Harvard psychologist Jerome Kagan said: “…(ADHD) is an invention. Every child who’s not doing well in school is sent to see a pediatrician, and the pediatrician says: “It’s ADHD; here’s Ritalin.” In fact, 90 percent of these 5.4 million (ADHD-diagnosed) kids don’t have an abnormal dopamine metabolism. The problem is, if a drug is available to doctors, they’ll make the corresponding diagnosis.”
Stephen Turner writes a 2019 book review of the 2018 book Expert Failure by economist Roger Koppl:
* Education reform has been on the public agenda for more than a century. Educational research, as Ellen Condliffe Lagemann has shown, has been a succession of fads (Lagemann 2000). This gap never closed.
* Normal academic research, research not driven by a willing buyer with a policy agenda, is not exempt from these
problems. As Richard Horton, editor-in-chief of The Lancet, writes, “[M]uch of the scientific literature, perhaps half, may simply be untrue. Afflicted by studies with small sample sizes, tiny effects, invalid exploratory analyses, and flagrant conflicts of interest, together with an obsession for pursuing fashionable trends of dubious importance, science has taken a turn towards darkness.” (2015, p. 1380)
Horton adds a comment about markets: “Can bad scientific practices be fixed?” Not without changing the market. “Part of the problem is that no one is incentivised to be right. Instead, scientists are incentivised to be productive and innovative” (2015, p. 1380).
One facilitator of this turn to darkness has been the abuse of statistics, acknowledged by the American Statistical Association (Wasserstein and Lazar 2016-and publicized in recent discussions of p-hacking and in connection with the reproducibility crisis. The issues are very basic. P values are conventionally used to certify a research finding as a fact. This convention, and its abuse, is a major source of the reproducibility crisis in psychology. A recent suggestion (Benjamin et al. 2018) to raise the level of significance from 0.05 to 0.005 would cause whole fields to come close to disappearing — and this would certainly include the fields of evidence-based policy. And the p-value issue just scratches the surface of the problems, which extend to virtually every area in which statistics are used, and in which the small manipulation of assumptions can produce radically different results.
One such problem is this: research subjects and goals are not randomly distributed. People are looking for and attempting to establish particular results. As John Iaonnidis has pointed out, the effect of this is to make the expert consensus little more than a measure of bias (2005). And obviously this bias is often politically motivated bias. The existence of this kind of bias, which often occurs when topics are intentionally under-researched, is admitted even by Brookings, whose reputation for impartiality is itself questionable.

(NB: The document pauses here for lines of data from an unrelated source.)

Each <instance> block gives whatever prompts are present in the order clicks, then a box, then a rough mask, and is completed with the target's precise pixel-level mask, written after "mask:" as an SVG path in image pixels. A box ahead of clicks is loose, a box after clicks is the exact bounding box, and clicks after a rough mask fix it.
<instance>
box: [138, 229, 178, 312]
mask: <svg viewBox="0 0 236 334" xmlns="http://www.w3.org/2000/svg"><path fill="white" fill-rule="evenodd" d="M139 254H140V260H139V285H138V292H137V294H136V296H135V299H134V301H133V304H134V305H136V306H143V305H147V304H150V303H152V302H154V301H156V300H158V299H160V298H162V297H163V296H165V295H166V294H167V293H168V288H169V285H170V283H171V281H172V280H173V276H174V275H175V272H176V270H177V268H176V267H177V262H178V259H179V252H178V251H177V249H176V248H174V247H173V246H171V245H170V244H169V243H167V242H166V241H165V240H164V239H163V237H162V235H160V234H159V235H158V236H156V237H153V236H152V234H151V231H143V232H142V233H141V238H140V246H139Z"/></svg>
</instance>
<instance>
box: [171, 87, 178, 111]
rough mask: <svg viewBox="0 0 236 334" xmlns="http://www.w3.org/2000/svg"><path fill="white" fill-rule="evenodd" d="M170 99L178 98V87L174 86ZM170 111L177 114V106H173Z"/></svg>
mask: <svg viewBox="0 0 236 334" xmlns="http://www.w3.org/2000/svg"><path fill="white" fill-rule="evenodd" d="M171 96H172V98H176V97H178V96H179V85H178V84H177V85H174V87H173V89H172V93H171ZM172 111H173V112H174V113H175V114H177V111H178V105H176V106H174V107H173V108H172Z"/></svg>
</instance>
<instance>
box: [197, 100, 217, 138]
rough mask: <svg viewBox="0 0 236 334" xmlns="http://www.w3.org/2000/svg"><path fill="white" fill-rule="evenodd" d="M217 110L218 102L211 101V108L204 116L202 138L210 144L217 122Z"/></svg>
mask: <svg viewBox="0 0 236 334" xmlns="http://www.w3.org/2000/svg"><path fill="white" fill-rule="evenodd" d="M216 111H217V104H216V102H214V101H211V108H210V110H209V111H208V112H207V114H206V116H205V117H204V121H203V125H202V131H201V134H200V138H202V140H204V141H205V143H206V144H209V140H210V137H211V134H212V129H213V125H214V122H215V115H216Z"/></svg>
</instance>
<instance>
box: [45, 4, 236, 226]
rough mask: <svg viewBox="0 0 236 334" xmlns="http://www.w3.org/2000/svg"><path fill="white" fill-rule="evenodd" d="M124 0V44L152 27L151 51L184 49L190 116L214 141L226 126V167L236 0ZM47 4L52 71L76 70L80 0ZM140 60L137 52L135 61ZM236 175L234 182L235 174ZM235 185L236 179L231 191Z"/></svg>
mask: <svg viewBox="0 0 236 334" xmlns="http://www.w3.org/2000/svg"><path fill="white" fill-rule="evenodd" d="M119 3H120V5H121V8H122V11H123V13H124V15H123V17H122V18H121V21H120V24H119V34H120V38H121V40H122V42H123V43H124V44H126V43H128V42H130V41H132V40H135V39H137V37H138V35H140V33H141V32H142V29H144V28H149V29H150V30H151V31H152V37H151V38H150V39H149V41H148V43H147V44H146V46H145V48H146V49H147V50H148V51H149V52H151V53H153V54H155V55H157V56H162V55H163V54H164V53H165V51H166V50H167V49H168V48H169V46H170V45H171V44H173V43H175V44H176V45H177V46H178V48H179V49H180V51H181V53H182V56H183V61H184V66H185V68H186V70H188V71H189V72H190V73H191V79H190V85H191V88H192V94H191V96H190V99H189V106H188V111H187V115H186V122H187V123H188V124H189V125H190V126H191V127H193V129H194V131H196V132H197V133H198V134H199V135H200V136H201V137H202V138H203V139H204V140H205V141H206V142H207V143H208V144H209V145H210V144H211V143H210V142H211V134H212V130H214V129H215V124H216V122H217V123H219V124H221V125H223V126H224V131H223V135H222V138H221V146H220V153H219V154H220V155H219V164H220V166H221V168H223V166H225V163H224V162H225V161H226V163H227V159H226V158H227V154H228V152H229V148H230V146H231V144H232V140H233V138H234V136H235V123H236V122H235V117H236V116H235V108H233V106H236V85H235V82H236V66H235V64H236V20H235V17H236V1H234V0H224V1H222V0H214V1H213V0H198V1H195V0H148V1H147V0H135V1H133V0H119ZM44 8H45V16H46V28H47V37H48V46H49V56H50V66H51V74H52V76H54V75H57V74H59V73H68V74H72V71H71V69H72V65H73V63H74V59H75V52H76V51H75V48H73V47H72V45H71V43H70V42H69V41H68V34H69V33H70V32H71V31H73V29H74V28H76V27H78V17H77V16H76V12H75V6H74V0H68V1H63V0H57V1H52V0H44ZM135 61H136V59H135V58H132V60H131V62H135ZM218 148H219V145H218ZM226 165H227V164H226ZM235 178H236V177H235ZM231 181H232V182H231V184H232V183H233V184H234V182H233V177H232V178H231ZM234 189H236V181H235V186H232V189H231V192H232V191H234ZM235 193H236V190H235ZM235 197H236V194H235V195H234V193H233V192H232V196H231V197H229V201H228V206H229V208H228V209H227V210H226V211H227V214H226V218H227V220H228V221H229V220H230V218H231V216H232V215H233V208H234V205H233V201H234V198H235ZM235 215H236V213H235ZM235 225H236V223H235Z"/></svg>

“Psychologists, sociologists, and educational researchers have devoted far less attention to the black-white test score gap over the past quarter-century than they should have. Cowed by the hostile reaction to Daniel Patrick Moynihan’s 1965 report on the status of the black family and to Arthur Jensen’s 1969 article arguing that racial differences in test performance were likely to be partly innate, most social scientists have chosen safer topics and hoped the problem would go away.” (Jencks and Phillips 1998)
There are many other topics that are no-go zones. And there is even a philosophical literature defending the practice of avoiding research on topics that lead in the wrong political direction (Kitcher, 2000, pp. 193-97). This kind of politically motivated self-censorship more or less assures that there will be massive error.
* “Error” is a problematic notion in this context, because judgments about error also rests, so to speak, on turtles that go all the way down. There is no perch outside of opinion on which we can rest our judgments. It is, as Michael Oakeshott would say, platforms, that go all the way down (1975, pp. 9, 27, 34). Our beliefs about the world rest on research that relies on experimental and statistical conventions. These in turn rest on other opinions, other consensuses. What we take to be true about the world depends on what someone decided to fund. The science, and the expertise we have, is the product of “the world,” but it is the world as disclosed by past decisions to disclose it and disclose it in a particular way. The “ways” are necessarily limited in ways that are unknown to us. The path we took could have been different. And had we taken a different path, we might have been in a position to see what the limitations of the path we took were. If we did not invest in that path, we might not ever be in that position. It is pleasing to think that the truth will out, eventually. But turtles can live a long time. And science is as entangled in problematic decision processes as the state.